The speaker also called on Reid “to make sure that we have a vote” to address the fiscal cliff “before the Senate adjourns.”

“At some point the Senate has to act. They’ve failed to act,” he continued. “We have a bill sitting at the desk in the Senate that protects all Americans from an increase in taxes. They could take up that bill sitting at the desk, they could pass it, they could amend it, and they could help move the process, but to date they’ve done nothing.”

Boehner claimed that he has made significant concessions in negotiations with the president, crediting House Republicans for passing multiple bills to address the looming crisis. But he chastised Democrats for inaction and wondered whether the president is “unwilling to stand up to his own party on the big issues that face our country.”

“President Obama and Senate Democrats haven’t done much of anything,” Boehner said. “Their Plan B is to slow-walk us over the fiscal cliff, and for weeks the White House said that if I moved on rates that they would make substantial concessions on spending cuts and entitlement reforms.

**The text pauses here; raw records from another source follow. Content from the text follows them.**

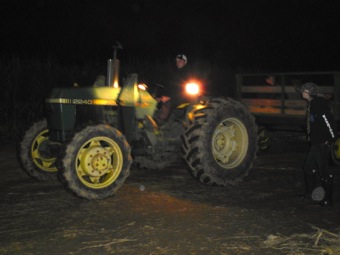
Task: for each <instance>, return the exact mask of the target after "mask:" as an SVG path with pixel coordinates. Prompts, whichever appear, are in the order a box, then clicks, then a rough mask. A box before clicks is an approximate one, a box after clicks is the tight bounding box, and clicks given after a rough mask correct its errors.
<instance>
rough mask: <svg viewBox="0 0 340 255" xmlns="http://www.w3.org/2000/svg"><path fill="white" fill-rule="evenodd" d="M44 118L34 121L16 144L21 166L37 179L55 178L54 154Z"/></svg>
mask: <svg viewBox="0 0 340 255" xmlns="http://www.w3.org/2000/svg"><path fill="white" fill-rule="evenodd" d="M50 145H51V141H50V140H49V131H48V129H47V122H46V120H45V119H44V120H41V121H38V122H35V123H34V124H33V125H32V126H31V127H30V128H29V129H28V130H27V131H26V132H25V134H24V136H23V138H22V140H21V142H20V143H19V144H18V146H17V157H18V161H19V163H20V166H21V168H22V169H23V170H24V171H25V172H26V173H27V174H28V175H29V176H31V177H33V178H35V179H37V180H43V181H45V180H51V179H57V171H58V170H57V167H56V164H55V163H56V155H55V154H53V153H52V151H51V150H50V148H51V146H50Z"/></svg>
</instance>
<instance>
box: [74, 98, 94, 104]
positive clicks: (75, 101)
mask: <svg viewBox="0 0 340 255" xmlns="http://www.w3.org/2000/svg"><path fill="white" fill-rule="evenodd" d="M72 104H92V100H89V99H72Z"/></svg>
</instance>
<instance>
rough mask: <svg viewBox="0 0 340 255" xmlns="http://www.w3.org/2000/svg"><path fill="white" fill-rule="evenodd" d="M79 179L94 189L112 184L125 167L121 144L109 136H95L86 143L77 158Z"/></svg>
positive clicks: (78, 176)
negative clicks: (123, 164) (123, 163)
mask: <svg viewBox="0 0 340 255" xmlns="http://www.w3.org/2000/svg"><path fill="white" fill-rule="evenodd" d="M75 164H76V171H77V175H78V178H79V180H80V181H81V182H82V183H83V184H84V185H85V186H87V187H89V188H92V189H102V188H106V187H108V186H110V185H111V184H112V183H113V182H115V181H116V179H117V178H118V176H119V174H120V172H121V170H122V167H123V153H122V151H121V149H120V147H119V145H118V144H117V143H116V142H115V141H114V140H112V139H110V138H108V137H94V138H92V139H90V140H88V141H87V142H86V143H84V144H83V145H82V146H81V148H80V150H79V151H78V154H77V158H76V162H75Z"/></svg>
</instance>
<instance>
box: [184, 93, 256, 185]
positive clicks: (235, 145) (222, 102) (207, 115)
mask: <svg viewBox="0 0 340 255" xmlns="http://www.w3.org/2000/svg"><path fill="white" fill-rule="evenodd" d="M257 149H258V134H257V125H256V124H255V119H254V117H253V116H252V115H251V113H250V112H249V111H248V109H247V108H246V107H245V106H244V105H243V104H241V103H240V102H237V101H235V100H233V99H230V98H215V99H213V100H211V101H209V102H208V104H207V105H206V106H204V107H203V108H201V109H198V110H195V111H194V112H193V121H192V124H191V125H190V126H189V127H188V128H187V129H186V131H185V133H184V135H183V136H182V152H183V155H184V156H183V158H184V161H185V162H186V164H187V168H188V170H189V172H190V173H191V174H192V175H193V176H194V177H195V178H197V179H198V180H199V181H200V182H202V183H205V184H209V185H218V186H226V185H228V184H235V183H237V182H239V181H241V180H242V179H243V177H244V176H246V175H247V174H248V172H249V170H250V169H251V167H252V165H253V161H254V160H255V158H256V153H257Z"/></svg>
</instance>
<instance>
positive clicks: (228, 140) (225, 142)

I did my part. They’ve done nothing.”

While Boehner and Obama haven’t spoken since Monday, the speaker admitted that he and the president “have to work together” to address the obstacles preventing a deal.

“Our country faces serious challenges and the president and I in our respective roles have a responsibility to work together to get them resolved,” he said. “I expect that we’ll continue to work together.”